The Morlock began what has continued to this day, namely my night terrors. After watching that movie I began having nightmares so upsetting that I soon could not sleep without a light on in my room. I would awaken, in the middle of the night, terrified and with beating heart and find that I could not get back to sleep. My terror was so complete I would have to sit with my back to the wall in my bed (after having checked under to make sure nothing lurked) and keep my eyes opened in order to protect myself from the creatures in my closet who were lurking to grab and devour me. I knew it was silly, I understood that it was only my sub-conscious mind run rampant, but it didn't matter. I was in fear for my life and must keep vigil least it be forfeit.



My old AM radio became my ally. Tuning knob in hand I would search the late-night airways looking for the ionospheric bounce which would bring me lonely sounds from Wichita or other places unknown and I would listen to the high, lonesome sound of Hank Williams and the sad ballads of Mickey Newbury. I would hear Red Sovine tell me the tale of "Phantom 309" which is still a favorite today because it told me a ghost tale of a different kind. A tale of a ghost who meant well for all and in the sacrifice of "Big Joe" I found an icon which warmed my heart and gave my juvenile mind an archetype of friendliness to emulate. Many were the hours I sat, tuning knob in hand, searching for the distant sounds which would tell me that I was not alone in my dark vigil. These sounds soothed me and eventually I would be able to sleep again, confident that the world went on and I was safe from the cannibalistic evil seeking my hide.

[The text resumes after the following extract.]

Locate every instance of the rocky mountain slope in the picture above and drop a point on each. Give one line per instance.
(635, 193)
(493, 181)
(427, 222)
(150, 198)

But although the heavy terrors of the night are gone, I still awaken sometimes with racing heart and dreams I cannot recall. I find that in the lonely hours of the night I must reach out again for the radio, the sounds different these days but the same in so many ways. I listen to plaintive celtic ballads and rock music talking of love and loss and if I'm really lucky, I'll find a college station where the late-night DJ is playing Tom Waits' excellent re-telling of "Phantom 309".

At times like these I find that I'm in love with my lonely vigil. It has given me a view-point of life which, though singularly difficult to express, has moulded me into the man I am. I would not change my quiet walk with the distant drummer for anything and though I blame Rod, I also love his work and will sit up late at night to watch his movies. Soon my heart subsides from its racing and I will go back to sleep. To sleep, perchance to dream.

I wonder where my old Red Sovine album went...

3 Comments:

Blogger Mermaid Melanie said...

The Red Sorvine? The morlocks took it while you were sleeping!

i had the biggest crush on Rod...he was a hotie. And oh so jealous of the woman in the birds. What was her name? Tippi Hedron...yea.

and you are right. the solitary walk actually is what we all do. We truly are alone in ourselves. despite who we surround ourselves with.

keep up the vigil friend.

;-)

11:08 AM  
Blogger Michelle said...

I still have moments where I leap, with pounding heart in my ears, into wakefulness. I've held my hand over my chest (silly, I know) for fear it would jump clean out of my body if not physically held in check.

I would not, for a moment, change who are but I sure do hope that for every bad dream or sleepless night, that you have one of deepest, restful, slumber and magical dreams.

{{{hugs}}}

~M~

5:47 PM  
Blogger edieraye said...

It is interesting to think about - if you hadn't seen that particular movie would you have still had all those lonely nights? I would guess yes. But what form would your demons have taken? And would the different shape have changed who you are?